Karl Jacoby (KJ): I often ask myself what we as historians can add to a conversation about the border that seems so focused, and with good reason, on contemporary challenges. My answer pivots on the belief that history can help us to understand the structural reasons behind what can otherwise seem like a confusing rush of events.
The border, by its very essence, makes manifest the limits of US power. This is why it has proven such a site of profound anxiety, especially for white Americans.
The Treaty of Guadalupe Hidalgo, which ended the Mexican-American War (1846–48), committed the US to preventing Indigenous peoples from crossing the new border.
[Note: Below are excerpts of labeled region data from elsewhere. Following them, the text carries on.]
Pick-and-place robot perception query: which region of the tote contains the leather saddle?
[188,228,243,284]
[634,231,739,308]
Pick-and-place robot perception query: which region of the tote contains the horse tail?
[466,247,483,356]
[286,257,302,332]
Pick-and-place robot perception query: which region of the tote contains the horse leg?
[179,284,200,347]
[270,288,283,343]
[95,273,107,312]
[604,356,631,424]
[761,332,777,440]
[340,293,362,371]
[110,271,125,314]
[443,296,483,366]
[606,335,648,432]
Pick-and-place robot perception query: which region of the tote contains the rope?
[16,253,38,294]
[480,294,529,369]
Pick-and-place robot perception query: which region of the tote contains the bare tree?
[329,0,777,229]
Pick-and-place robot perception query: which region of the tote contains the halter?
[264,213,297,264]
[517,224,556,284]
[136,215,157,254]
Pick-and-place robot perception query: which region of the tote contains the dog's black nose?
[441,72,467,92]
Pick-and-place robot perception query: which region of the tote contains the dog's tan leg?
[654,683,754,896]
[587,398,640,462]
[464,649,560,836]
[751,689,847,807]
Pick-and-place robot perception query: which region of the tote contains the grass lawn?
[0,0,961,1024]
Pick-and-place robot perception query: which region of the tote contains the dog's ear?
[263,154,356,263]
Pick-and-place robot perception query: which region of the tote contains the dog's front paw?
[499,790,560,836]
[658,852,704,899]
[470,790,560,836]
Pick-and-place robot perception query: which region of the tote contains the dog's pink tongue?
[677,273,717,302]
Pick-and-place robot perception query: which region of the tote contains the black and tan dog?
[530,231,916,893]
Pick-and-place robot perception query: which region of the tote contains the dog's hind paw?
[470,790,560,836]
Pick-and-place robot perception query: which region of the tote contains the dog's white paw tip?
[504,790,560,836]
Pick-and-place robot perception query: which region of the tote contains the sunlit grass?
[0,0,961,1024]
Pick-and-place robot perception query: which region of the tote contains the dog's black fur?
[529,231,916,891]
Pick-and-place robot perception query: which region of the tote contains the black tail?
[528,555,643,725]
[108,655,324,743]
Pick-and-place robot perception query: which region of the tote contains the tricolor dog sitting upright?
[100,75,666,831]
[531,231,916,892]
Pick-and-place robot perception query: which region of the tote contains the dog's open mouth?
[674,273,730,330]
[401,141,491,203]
The US soon realized, however, that its ability to make Native Americans accept this boundary—a line that, after all, made no sense to Indigenous nations that had inhabited this continent long before either the US or Mexico existed—was minimal.
The US also confronted the unwelcome fact that thousands of enslaved African Americans, particularly in Texas, used their proximity to the border to self-emancipate to Mexico. This persistent flight across the border undermined the cotton cultivation that was key to the antebellum US economy, along with the Southern fantasy that slavery was a benign institution.
All this highlights the distortions present in the contemporary discussions about a newfound border “crisis.” First, the idea of “regaining control of our borders” reflects a fantasy that never existed. But second, the border brings to the surface some of the most enduring and problematic features of the US—slavery and settler colonialism in the 19th century or the War on Drugs, climate change, and the continuing reality of settler colonialism today.
We often want to “solve” these issues through law enforcement. But policing cannot even come close to addressing the root causes of such long-standing and complicated issues. Indeed, it often exacerbates the problems.
This is why I find your research so significant, Monica. What insights into border policing did you gain from studying the Texas Rangers and the US Army in the 1910s?
MMM: You raise important points here that remind us that histories of colonization and slavery intersect in profound ways in the US-Mexico border region. I would add that the border has been a place where—through policing and enforcement—Indigenous, Asian, Mexican, and African people were cast as un-American, foreign, incapable of being citizens, and as a threat to the nation. Racist violence was used to subordinate and control populations who refused government intervention by both the United States and Mexico. Massacres, murders, and lynchings by the US military, law enforcement, and civilians were cast as defending or protecting white Americans and their claims to property. And the border was a tool used to enable all that violence.